Fig. 6. B-ZIP|A-ZIP interactions in vivo by FRAP and FRET.

A) NIH3T3 cells were transiently co-transfected with GFP-VBP and 5 different mCherry-A-ZIPs and analyzed by FRAP. mCh-A-C/EBPα and mCh-A-C/EBPβ do not affect the recovery of GFP-VBP. mCh-A-VBP, mCh-A-CREB and mCh-A-cJun increase the recovery of GFP-VBP. B) NIH3T3 cells were transiently co-transfected with GFP-VBP-LZ and different mCh-LZ domains and analyzed by FRET. Cells were prepared for live cell imaging as in FRAP, and a Zeiss 510 confocal microscope with the same objective, incubation and GFP excitation conditions defined for FRAP was also used for FRET. mCherry excitation was achieved with the 543 laser line of a 1 mW HeNe laser, and mCherry emission was monitored with an LP560 filter above 560 nm.

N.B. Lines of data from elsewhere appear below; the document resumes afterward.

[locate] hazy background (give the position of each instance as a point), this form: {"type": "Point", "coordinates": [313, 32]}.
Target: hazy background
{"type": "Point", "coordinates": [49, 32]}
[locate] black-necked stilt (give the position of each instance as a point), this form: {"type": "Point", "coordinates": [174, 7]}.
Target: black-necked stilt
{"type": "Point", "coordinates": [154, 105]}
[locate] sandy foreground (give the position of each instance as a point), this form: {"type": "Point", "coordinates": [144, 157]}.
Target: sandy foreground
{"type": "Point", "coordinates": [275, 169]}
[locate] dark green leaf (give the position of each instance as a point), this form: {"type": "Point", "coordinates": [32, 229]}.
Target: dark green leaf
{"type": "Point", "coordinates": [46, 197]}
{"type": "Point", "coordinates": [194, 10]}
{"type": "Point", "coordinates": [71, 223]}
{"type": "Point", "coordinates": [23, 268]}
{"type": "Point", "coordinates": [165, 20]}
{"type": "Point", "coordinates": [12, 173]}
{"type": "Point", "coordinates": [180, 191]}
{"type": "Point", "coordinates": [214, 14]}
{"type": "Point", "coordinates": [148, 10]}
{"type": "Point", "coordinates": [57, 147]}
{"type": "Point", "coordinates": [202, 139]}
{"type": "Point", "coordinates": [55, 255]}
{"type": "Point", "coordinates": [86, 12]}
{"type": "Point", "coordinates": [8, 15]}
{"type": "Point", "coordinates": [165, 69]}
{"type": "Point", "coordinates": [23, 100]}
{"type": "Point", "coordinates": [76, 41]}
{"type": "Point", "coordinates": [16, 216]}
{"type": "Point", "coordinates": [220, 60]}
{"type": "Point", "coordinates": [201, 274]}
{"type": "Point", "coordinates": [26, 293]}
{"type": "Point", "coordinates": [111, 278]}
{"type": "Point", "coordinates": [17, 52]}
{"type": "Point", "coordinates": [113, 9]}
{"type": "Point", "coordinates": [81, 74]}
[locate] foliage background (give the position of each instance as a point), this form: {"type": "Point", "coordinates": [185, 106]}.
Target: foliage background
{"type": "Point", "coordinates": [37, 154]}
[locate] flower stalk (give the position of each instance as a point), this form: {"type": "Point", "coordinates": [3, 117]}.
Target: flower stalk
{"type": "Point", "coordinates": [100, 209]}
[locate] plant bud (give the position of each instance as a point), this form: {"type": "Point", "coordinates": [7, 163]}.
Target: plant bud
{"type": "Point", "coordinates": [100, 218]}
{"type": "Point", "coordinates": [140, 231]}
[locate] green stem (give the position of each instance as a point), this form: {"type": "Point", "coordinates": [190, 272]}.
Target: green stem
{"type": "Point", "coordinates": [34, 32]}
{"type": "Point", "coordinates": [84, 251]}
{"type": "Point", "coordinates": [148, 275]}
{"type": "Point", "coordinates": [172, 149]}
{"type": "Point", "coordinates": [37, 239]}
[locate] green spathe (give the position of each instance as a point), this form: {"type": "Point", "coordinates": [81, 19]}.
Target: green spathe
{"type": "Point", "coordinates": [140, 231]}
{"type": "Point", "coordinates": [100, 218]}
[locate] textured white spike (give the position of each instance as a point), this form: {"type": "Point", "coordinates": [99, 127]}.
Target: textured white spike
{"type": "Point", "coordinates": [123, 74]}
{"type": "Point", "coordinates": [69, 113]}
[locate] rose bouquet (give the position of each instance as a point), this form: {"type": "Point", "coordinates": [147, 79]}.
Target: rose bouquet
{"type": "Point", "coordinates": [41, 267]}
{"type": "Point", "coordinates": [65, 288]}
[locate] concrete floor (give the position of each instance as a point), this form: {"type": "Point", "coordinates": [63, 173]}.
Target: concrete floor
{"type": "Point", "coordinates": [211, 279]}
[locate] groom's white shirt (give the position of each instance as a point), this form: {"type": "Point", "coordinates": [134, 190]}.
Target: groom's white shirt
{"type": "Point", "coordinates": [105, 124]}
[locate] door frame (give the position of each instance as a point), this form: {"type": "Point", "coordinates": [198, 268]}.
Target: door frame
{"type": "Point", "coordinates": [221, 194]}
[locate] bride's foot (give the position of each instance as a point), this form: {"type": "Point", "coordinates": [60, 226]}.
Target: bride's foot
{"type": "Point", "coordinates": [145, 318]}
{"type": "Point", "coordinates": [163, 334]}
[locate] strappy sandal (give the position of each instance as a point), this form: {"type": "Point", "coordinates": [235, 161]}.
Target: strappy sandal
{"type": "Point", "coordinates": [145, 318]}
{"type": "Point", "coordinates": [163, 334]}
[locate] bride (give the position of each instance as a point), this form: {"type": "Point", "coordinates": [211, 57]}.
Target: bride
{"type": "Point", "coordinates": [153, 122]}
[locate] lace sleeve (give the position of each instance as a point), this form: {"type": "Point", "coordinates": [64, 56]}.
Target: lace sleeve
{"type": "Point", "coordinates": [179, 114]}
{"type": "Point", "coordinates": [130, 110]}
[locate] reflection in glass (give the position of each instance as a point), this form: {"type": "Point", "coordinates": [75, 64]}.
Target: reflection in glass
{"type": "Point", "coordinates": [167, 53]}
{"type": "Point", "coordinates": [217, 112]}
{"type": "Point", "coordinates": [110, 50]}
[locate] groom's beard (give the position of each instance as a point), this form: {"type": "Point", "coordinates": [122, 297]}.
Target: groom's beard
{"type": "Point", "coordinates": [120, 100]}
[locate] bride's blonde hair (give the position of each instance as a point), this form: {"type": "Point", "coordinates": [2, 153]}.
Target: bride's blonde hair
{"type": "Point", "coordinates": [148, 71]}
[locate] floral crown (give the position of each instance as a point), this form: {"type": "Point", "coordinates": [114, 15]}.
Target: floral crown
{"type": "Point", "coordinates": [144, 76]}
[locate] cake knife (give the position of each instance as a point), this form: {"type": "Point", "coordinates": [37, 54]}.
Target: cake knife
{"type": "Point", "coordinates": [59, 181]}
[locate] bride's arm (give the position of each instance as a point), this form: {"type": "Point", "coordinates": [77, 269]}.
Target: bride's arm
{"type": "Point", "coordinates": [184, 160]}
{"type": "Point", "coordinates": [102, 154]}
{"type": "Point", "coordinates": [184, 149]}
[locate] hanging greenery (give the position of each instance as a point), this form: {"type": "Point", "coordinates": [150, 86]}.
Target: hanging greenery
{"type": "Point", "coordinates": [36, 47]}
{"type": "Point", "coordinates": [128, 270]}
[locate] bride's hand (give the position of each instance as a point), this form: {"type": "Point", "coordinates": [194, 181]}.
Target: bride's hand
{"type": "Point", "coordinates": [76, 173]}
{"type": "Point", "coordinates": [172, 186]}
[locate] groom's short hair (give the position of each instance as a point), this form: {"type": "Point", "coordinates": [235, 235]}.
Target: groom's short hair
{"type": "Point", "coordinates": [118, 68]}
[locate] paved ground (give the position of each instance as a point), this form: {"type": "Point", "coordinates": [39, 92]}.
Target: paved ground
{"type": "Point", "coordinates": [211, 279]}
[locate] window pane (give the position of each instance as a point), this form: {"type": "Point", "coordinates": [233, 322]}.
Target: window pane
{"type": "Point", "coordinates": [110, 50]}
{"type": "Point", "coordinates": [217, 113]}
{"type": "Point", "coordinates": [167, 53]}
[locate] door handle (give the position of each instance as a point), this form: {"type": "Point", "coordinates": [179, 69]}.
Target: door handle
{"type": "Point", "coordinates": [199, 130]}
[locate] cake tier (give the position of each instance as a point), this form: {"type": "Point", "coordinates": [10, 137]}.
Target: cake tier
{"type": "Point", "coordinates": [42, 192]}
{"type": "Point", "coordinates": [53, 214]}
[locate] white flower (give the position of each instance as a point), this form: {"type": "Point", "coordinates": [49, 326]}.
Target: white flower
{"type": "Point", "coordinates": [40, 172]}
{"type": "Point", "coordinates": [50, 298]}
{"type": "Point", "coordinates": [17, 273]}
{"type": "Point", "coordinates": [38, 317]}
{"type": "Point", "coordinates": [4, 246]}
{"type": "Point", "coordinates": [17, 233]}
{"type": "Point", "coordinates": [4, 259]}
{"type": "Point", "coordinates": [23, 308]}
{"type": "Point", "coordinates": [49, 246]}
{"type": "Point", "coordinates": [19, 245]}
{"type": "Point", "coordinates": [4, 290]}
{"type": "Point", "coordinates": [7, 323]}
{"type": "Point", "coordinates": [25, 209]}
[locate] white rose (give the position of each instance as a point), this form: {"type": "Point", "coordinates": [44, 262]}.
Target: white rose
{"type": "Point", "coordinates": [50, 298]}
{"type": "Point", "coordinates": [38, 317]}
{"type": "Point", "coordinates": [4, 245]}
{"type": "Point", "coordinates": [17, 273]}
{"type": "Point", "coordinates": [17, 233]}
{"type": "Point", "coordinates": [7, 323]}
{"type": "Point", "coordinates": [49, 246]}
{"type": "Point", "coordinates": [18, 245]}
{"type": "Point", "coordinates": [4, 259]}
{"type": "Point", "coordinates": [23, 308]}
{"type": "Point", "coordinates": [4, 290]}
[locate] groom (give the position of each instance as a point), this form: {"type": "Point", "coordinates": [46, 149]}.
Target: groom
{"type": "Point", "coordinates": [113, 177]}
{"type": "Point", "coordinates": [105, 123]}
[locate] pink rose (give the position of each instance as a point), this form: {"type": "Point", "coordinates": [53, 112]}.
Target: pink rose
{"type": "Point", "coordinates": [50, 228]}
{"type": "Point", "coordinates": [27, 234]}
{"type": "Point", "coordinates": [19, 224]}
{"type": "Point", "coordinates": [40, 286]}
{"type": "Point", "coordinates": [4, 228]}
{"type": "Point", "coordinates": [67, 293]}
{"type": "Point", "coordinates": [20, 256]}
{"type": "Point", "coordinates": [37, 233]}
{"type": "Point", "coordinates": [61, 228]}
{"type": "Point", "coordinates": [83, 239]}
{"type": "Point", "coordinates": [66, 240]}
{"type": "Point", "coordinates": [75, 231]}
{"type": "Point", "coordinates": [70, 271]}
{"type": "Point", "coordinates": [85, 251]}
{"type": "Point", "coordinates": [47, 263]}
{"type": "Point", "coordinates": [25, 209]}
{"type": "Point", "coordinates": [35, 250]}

Cells were imaged in multi-track mode at 0.75% argon laser power and 25% HeNe laser power. Sensitized emission was used to detect FRET. The FRET efficiency between GFP-VBP-LZ with mCh-VBP-LZ homodimers was significantly greater than all other leucine zipper heterodimers (*p<0.05, **p<0.01). FRAP and FRET results are representative of at least 3 independent experiments in which at least 10–15 different cells were imaged in each experimental condition.